From the first moments to the soaring finale, Bring On Tomorrow Co.'s production of 13, The Musical is an absolute winner. It hits the ground running with an opening number that bursts with adolescent energy, sharp humour and catchy music. From there it just keeps going. I highly recommend this amazing production!
Evan Goldstein is a New York City kid whose parents have split up – and as a result he finds himself transplanted to a tiny Midwestern town, where he desperately tries to fit in. His one goal is to have a successful Bar Mitzvah - which for him means that all the "cool kids" in town must be in attendance. But in pursuing his goal, he mistreats or abandons the two people who should be his true friends. As played engagingly by Graham Verchere, with a self-deprecating, Michael Cera-like charm, we see past Evan's misguided decisions and root for him to finally figure out what's really important.
A hallmark of the original Broadway production of this show was the casting of actual teenagers to play people roughly their own age.
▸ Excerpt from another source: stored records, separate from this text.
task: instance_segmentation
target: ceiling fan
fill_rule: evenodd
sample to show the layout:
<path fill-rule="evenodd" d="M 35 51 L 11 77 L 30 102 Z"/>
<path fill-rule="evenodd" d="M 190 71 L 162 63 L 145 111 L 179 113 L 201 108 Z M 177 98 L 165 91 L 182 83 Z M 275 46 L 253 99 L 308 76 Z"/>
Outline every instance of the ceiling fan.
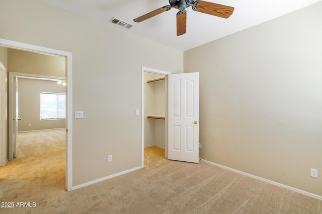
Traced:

This show follows that formula to immensely satisfying effect, with a polished cast of young people who make a powerful impression with their triple-threat talents. Many have already racked up impressive credentials, but others are getting their first chance to really shine - and all of them deliver, big time.
The opening night show crackled with energy, and each number seemed to bring more applause than the last. At least once there was a mid-song change-of-pace section whose wrap-up stopped the show with an ovation - and the main song wasn't even done yet!
There are soaring harmonies, boy-band soul balladeering, and even some tap dancing - all of it done with panache.
In a uniformly strong cast, standouts include the aforementioned Graham Verchere (as well as his twin brother Toby), and Julia Maclean as Patrice, one of the uncool outsiders who thinks she's found a kindred spirit in Evan but then finds herself let down by him. Then there's Julian Lokash, who gets tons of unlikely laughs as Archie, a bubbly but love-starved geek whose crutches mark him as an outsider, too. His enthusiasm and craftiness make him an endearing and hilarious presence. And Michelle Creber stakes out her antagonist role with a strong, take-no-prisoners relish. But this is a show where everyone has at least one memorable moment.
The crack band, led by veteran Michael Creber, effortlessly delivers a powerful sound that ranges from rock to funk to soul – and a bit of reggae for good measure.
The story is true to the self-doubt, insecurity and social challenges so many experience in the early teen years. And the score by Jason Robert Brown manages to straddle the line between laugh-out-loud humour and an authentic teenage voice, paired with catchy, ever-shifting melodies that you want to hear again.
13, The Musicalis an outstanding showcase for some impressive talent. Whether your teenage years are still ongoing or well in the past, there's something here that will resonate with you. Catch this stellar show while you can.